The neo-noöspheric pretensions of the modernist Anthropocene celebrators are widely evidenced. If the above references are a little obscure then take this from Daniel Dennett's book Freedom Evolves (2003):
We are outnumbered on this planet [by other species] but though we are in the minority, our capacity for long-distance knowledge gives us powers that dwarf the powers of all the rest of the life on the planet. Now, for the first time in its billions of years of history, our planet is protected by far-seeing sentinels, able to anticipate danger from the distant future–a comet on a collision course, or global warming–and devise schemes for doing something about it. The planet has finally grown its own nervous system: us.
The final sentence of that paragraph is taken as the epigraph to James Lovelock's most recent book A Rough Ride to the Future (2014), a book that I've written about on this blog previously.

Evidently, dancing on the grave of Nature qua absolute, immutable outside in no way necessitates the abandonment of modernist onto-imperialism, nor human exceptionalism, nor anything of the sort.

Now, don't get me wrong, it's not that I'm not dancing too, it's just that I'm finding myself more and more wary of those that I'm dancing with.

No one has made more of a cause célèbre of the Anthropocene than Bruno Latour; he has literally monumentalised it. This short essay written for The Breakthrough Institute (2011) chimes fully and loudly with the above:
France, for its part, has never believed in the notion of a pristine Nature that has so confused the "defense of the environment" in other countries.
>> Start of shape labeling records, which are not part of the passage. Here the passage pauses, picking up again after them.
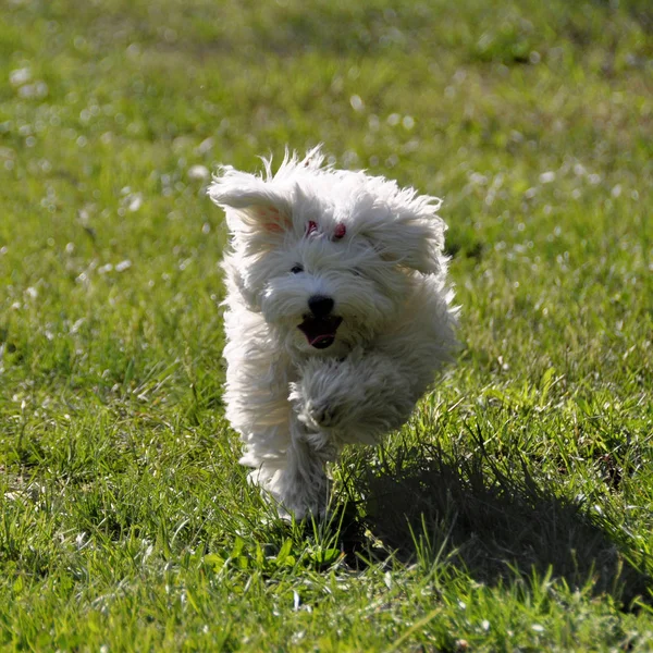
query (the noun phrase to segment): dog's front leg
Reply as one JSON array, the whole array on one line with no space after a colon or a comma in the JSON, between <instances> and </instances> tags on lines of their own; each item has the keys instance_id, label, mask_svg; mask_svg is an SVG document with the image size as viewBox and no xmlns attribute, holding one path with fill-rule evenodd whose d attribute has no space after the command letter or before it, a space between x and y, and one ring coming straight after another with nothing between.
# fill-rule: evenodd
<instances>
[{"instance_id":1,"label":"dog's front leg","mask_svg":"<svg viewBox=\"0 0 653 653\"><path fill-rule=\"evenodd\" d=\"M409 417L423 389L384 354L355 352L344 360L312 359L293 384L291 402L316 447L373 444Z\"/></svg>"},{"instance_id":2,"label":"dog's front leg","mask_svg":"<svg viewBox=\"0 0 653 653\"><path fill-rule=\"evenodd\" d=\"M330 459L332 452L317 449L307 438L305 424L293 419L285 466L272 489L273 496L287 514L293 514L297 519L325 514L329 481L324 465Z\"/></svg>"}]
</instances>

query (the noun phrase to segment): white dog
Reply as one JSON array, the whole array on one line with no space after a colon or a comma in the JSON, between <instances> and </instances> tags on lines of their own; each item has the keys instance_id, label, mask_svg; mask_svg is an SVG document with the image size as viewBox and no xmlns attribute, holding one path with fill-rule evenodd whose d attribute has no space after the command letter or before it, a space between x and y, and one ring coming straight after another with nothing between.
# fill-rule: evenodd
<instances>
[{"instance_id":1,"label":"white dog","mask_svg":"<svg viewBox=\"0 0 653 653\"><path fill-rule=\"evenodd\" d=\"M324 167L224 167L226 417L282 514L324 513L324 465L399 428L456 345L440 200Z\"/></svg>"}]
</instances>

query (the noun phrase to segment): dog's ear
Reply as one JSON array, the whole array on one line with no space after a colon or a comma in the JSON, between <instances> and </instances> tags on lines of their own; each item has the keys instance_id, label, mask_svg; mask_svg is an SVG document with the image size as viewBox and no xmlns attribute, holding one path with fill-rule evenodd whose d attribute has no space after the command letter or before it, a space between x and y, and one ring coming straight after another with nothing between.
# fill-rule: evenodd
<instances>
[{"instance_id":1,"label":"dog's ear","mask_svg":"<svg viewBox=\"0 0 653 653\"><path fill-rule=\"evenodd\" d=\"M264 180L223 167L213 177L209 197L226 213L234 234L282 234L292 225L291 202Z\"/></svg>"},{"instance_id":2,"label":"dog's ear","mask_svg":"<svg viewBox=\"0 0 653 653\"><path fill-rule=\"evenodd\" d=\"M405 189L369 211L361 233L384 260L424 274L440 273L446 263L446 225L436 214L441 204L436 197Z\"/></svg>"}]
</instances>

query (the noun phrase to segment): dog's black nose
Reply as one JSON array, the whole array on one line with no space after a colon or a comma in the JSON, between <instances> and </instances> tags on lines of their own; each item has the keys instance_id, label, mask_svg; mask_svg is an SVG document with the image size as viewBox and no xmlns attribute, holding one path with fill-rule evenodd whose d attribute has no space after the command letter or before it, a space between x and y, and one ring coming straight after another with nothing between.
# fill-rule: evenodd
<instances>
[{"instance_id":1,"label":"dog's black nose","mask_svg":"<svg viewBox=\"0 0 653 653\"><path fill-rule=\"evenodd\" d=\"M333 299L323 295L313 295L308 299L308 308L316 318L325 318L333 309Z\"/></svg>"}]
</instances>

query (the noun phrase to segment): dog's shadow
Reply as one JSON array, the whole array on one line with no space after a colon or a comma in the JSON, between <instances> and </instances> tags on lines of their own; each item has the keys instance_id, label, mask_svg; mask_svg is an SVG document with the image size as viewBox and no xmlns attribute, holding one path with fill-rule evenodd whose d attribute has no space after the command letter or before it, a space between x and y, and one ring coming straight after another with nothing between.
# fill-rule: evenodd
<instances>
[{"instance_id":1,"label":"dog's shadow","mask_svg":"<svg viewBox=\"0 0 653 653\"><path fill-rule=\"evenodd\" d=\"M508 473L483 451L402 448L354 467L361 491L341 530L350 564L392 552L406 564L446 559L486 584L550 575L571 589L590 583L625 607L653 599L651 579L625 558L601 515L539 486L525 461Z\"/></svg>"}]
</instances>

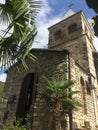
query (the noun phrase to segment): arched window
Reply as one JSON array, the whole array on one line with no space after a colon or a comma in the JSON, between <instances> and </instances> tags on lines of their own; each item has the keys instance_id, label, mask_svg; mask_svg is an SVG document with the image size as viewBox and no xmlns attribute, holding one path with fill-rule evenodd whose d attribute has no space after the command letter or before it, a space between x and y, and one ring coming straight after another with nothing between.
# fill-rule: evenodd
<instances>
[{"instance_id":1,"label":"arched window","mask_svg":"<svg viewBox=\"0 0 98 130\"><path fill-rule=\"evenodd\" d=\"M61 36L62 36L61 30L56 31L55 34L54 34L54 40L60 39Z\"/></svg>"},{"instance_id":2,"label":"arched window","mask_svg":"<svg viewBox=\"0 0 98 130\"><path fill-rule=\"evenodd\" d=\"M81 97L82 97L82 104L83 104L83 113L87 114L86 98L85 98L85 82L82 76L80 77L80 88L81 88Z\"/></svg>"},{"instance_id":3,"label":"arched window","mask_svg":"<svg viewBox=\"0 0 98 130\"><path fill-rule=\"evenodd\" d=\"M68 27L68 34L71 34L75 31L77 31L77 24L76 23L74 23Z\"/></svg>"}]
</instances>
What we call a "national park" is a rural ecosystem complete with post offices, well-tended roads, highly subsidized cows, and handsome villages. 
Those who wish to protect natural ecosystems learn, to their stupefaction, that they have to work harder and harder—that is, to intervene even more, at always greater levels of detail, with ever more subtle care—to keep them "natural enough" for Nature-intoxicated tourists to remain happy. 
Like France's parks, all of Nature needs our constant care, our undivided attention, our costly instruments, our hundreds of thousands of scientists, our huge institutions, our careful funding. But though we have Nature, and we have nurture, we don't know what it would mean for Nature itself to be nurtured.
Nigel Clark has criticised Latour's work for hewing too close to an excessive constructivism in his book Inhuman Nature. However, the obvious resonances of this extract with the foregoing should not be taken altogether out of context; particularly, Latour's more recent work supplements his constructivism. The crucial importance of Gaia for Latour (and, in fairness, for Lovelock) is precisely that she is utterly beyond our ken and unquestionably outside of our control, even if she is essentially immanent to our atmo-chemically effluent perturbations. It is Gaia that wreaks revenge, not us; we are little more than 'tics on her mane.' There is no possibility of mastery here.
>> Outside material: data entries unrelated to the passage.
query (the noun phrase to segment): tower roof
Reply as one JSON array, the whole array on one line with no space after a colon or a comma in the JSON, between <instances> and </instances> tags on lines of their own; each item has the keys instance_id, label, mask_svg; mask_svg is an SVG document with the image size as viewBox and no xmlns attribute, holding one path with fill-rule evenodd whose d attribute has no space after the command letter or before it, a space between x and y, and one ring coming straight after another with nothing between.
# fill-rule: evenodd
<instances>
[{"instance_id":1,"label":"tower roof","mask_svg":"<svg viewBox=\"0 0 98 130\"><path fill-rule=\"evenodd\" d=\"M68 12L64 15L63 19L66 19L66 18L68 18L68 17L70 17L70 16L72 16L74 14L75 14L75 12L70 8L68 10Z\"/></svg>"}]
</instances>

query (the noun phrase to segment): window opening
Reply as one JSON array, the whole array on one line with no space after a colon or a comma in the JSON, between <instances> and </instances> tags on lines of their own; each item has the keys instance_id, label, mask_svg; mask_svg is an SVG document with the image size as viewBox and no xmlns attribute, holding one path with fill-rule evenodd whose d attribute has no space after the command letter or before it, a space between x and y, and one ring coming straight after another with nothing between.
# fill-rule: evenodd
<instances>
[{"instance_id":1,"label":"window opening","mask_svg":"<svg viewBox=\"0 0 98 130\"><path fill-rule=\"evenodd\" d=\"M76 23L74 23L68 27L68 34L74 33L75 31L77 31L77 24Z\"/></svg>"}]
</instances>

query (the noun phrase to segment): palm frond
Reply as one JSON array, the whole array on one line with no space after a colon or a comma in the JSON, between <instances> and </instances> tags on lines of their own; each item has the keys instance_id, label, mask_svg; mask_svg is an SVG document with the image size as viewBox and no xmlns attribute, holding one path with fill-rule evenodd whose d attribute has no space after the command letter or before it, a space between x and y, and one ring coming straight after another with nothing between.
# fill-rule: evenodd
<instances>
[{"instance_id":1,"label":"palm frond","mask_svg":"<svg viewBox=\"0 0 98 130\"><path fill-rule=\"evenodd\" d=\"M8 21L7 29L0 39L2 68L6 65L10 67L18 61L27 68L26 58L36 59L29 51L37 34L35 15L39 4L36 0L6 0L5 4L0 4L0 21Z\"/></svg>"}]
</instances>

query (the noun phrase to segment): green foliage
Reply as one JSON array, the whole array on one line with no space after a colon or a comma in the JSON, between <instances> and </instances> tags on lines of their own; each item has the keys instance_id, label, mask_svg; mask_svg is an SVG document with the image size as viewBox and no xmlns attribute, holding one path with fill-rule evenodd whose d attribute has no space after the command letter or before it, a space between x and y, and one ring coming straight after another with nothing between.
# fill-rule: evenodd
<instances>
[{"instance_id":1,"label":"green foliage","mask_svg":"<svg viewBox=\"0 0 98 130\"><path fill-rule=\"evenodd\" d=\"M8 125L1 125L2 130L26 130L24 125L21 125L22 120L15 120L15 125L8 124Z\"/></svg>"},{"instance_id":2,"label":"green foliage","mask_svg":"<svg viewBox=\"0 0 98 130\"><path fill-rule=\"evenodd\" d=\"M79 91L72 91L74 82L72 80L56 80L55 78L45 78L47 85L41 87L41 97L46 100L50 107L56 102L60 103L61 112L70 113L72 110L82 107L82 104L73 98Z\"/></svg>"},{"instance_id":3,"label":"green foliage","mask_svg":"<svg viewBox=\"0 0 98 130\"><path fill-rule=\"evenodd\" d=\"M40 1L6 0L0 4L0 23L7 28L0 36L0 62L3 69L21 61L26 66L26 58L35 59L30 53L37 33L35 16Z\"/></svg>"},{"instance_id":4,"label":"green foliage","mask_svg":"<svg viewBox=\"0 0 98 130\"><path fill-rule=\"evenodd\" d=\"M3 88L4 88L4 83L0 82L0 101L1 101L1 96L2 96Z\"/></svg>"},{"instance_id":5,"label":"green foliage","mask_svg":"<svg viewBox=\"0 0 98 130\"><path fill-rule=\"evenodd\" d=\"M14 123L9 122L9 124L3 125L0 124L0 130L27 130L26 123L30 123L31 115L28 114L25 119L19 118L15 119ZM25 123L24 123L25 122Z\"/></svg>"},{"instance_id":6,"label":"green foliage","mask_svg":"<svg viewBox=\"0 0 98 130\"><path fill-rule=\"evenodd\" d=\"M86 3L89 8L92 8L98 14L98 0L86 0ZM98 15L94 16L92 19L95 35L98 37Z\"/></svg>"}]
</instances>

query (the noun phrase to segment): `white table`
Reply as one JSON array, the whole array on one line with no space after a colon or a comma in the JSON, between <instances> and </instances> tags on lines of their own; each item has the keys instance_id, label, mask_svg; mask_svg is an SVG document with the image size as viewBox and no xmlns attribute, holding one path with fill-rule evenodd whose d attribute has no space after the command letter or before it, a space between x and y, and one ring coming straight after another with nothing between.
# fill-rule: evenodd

This is the crucial difference: It is not enough to simply celebrate the end of 'Nature'—one must also recognise that its successor, Gaia, is more not less fearsome.
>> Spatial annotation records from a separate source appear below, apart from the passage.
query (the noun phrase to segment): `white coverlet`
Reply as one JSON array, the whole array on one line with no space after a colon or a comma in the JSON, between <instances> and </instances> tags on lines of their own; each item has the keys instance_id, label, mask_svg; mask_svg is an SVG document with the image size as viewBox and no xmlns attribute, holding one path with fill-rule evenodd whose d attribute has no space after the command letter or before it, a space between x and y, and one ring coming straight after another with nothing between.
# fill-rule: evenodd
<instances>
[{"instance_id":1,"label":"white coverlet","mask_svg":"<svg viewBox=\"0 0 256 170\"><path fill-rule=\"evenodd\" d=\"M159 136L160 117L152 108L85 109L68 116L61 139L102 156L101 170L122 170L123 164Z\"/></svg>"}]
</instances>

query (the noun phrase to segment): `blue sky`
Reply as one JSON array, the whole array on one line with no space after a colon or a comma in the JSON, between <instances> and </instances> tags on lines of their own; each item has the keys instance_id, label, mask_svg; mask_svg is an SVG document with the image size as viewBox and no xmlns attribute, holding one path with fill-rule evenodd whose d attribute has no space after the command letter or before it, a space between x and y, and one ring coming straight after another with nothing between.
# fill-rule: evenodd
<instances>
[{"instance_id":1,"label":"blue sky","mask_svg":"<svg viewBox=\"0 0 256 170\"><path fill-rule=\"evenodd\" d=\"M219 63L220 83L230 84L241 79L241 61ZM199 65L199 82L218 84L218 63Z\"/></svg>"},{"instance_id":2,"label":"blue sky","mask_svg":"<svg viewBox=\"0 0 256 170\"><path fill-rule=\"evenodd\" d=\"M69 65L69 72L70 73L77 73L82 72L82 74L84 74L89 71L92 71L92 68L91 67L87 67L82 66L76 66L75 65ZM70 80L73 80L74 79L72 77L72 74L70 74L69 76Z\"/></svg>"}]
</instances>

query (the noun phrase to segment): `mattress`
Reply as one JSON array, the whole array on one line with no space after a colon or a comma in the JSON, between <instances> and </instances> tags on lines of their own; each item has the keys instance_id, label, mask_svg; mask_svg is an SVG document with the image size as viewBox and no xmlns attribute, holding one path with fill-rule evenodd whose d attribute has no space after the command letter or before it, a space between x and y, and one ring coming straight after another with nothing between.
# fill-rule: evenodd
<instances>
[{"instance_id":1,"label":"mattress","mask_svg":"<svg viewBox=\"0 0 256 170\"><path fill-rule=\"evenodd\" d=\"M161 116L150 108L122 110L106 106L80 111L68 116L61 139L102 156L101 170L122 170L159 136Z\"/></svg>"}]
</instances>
There's a saying, supposedly Inuit, that appears on motivational posters and in books of popular quotations: When you're walking on thin ice you might as well dance. Are we dancing because we are fully cognisant that the ice might crack at any moment or because we are so very excited see such a great and glorious future laid out before us? Nothing could be more crucial than this difference.

Are these the last days of Rome or the first?—Our entire Anthropocene choreography pivots on this crucial geopolitical distinction. Entirely different terrestrial ensembles will result from the following through of these distinct plans of movement. They are worlds apart.

It's a ghoulish thought, dancing on the fragilely interred. Might we yet plunge into Nature's icy grave? Might we follow the path of Nature after all; that is, out of existence? I, for one, am disinclined to link arms with anyone who fails to see this as all too real of a possibility.